Die Abwesenheit Gottes
Und dann kehrt doch noch einmal nach Europa zurück und beschreibt exakt, warum er sich in der an ihm oft kritisierten Abwehrhaltung sieht:
„Tiefgehender und in unserem Land brennender ist die zweite Herausforderung an die ganze Christenheit, von der ich sprechen möchte: der Kontext der säkularisierten Welt, in dem wir heute als Christen unseren Glauben leben und bezeugen müssen. Die Abwesenheit Gottes in unserer Gesellschaft wird drückender, die Geschichte seiner Offenbarung … scheint in einer immer weiter sich entfernenden Vergangenheit angesiedelt.“
Wie aber begegnet man dieser Gottesferne? „ Muß man dem Säkularisierungsdruck nachgeben, modern werden durch Verdünnung des Glaubens? Natürlich muß der Glaube heute neu gedacht und vor allem neu gelebt werden, damit er Gegenwart wird. Aber nicht Verdünnung des Glaubens hilft, sondern nur ihn ganz zu leben in unserem Heute. Dies ist eine zentrale ökumenische Aufgabe, in der wir uns gegenseitig helfen müssen: tiefer und lebendiger zu glauben.“
Oder anders gefragt, überlebt das Christentum an diesem Ort durch Anpassung, indem es möglichst viel seiner Substanz als Ballast abwirft und so zu einer Art Kulturverein wird oder muß es seine Substanz wieder stärker finden und leben, Benedikts Antwort ist klar:
„Nicht Taktiken retten uns, retten das Christentum, sondern neu gedachter und neu gelebter Glaube, durch den Christus und mit ihm der lebendige Gott in diese unsere Welt hereintritt.“ Auch heute sei der in „einer säkularisierten Welt von innen gelebte Glaube die stärkste ökumenische Kraft, die uns zueinander führt, der Einheit in dem einen Herrn entgegen.
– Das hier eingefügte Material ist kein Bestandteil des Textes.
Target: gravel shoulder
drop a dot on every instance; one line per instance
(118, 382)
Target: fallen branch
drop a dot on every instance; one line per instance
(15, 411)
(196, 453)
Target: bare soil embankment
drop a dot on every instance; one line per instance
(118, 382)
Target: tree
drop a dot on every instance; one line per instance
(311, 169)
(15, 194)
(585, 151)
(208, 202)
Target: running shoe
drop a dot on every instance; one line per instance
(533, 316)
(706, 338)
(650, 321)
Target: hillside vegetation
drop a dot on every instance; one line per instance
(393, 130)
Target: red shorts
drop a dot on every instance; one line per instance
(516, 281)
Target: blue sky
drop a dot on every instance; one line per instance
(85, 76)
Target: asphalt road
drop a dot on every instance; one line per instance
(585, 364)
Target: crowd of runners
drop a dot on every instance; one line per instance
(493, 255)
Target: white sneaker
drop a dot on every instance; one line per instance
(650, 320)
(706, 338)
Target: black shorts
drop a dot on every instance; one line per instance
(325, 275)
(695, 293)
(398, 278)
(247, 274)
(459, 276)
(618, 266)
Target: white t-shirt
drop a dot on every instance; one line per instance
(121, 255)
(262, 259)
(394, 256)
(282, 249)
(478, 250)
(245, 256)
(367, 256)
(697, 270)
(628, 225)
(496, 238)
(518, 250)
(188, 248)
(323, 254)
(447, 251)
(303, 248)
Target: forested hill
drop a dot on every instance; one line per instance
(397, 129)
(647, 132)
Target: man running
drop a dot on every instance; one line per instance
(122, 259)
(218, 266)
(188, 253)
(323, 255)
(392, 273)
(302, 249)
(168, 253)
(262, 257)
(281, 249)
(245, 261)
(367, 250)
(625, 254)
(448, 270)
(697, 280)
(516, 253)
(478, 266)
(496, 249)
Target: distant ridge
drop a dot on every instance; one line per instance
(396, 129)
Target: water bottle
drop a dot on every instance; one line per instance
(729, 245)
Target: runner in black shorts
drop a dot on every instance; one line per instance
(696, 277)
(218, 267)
Und darum bitten wir Ihn, daß wir neu den Glauben zu leben lernen und daß wir so dann eins werden.“
Und nun?
Soweit der Papst. All dies wurde als Würdigung Luthers goutiert, aber ansonsten war man von evangelischer Seite mächtig enttäuscht. Warum eigentlich? Wenn der Papst dort nach einem Ansprechpartner suchen würde, der Verbindlichkeit garantieren kann, er griffe ins Leere. Der Protestantismus ist lange schon auf einer Geisterfahrt ins Vage. Er war stark in seinen Anfängen, und an diese hat der Papst auch deutlich erinnert.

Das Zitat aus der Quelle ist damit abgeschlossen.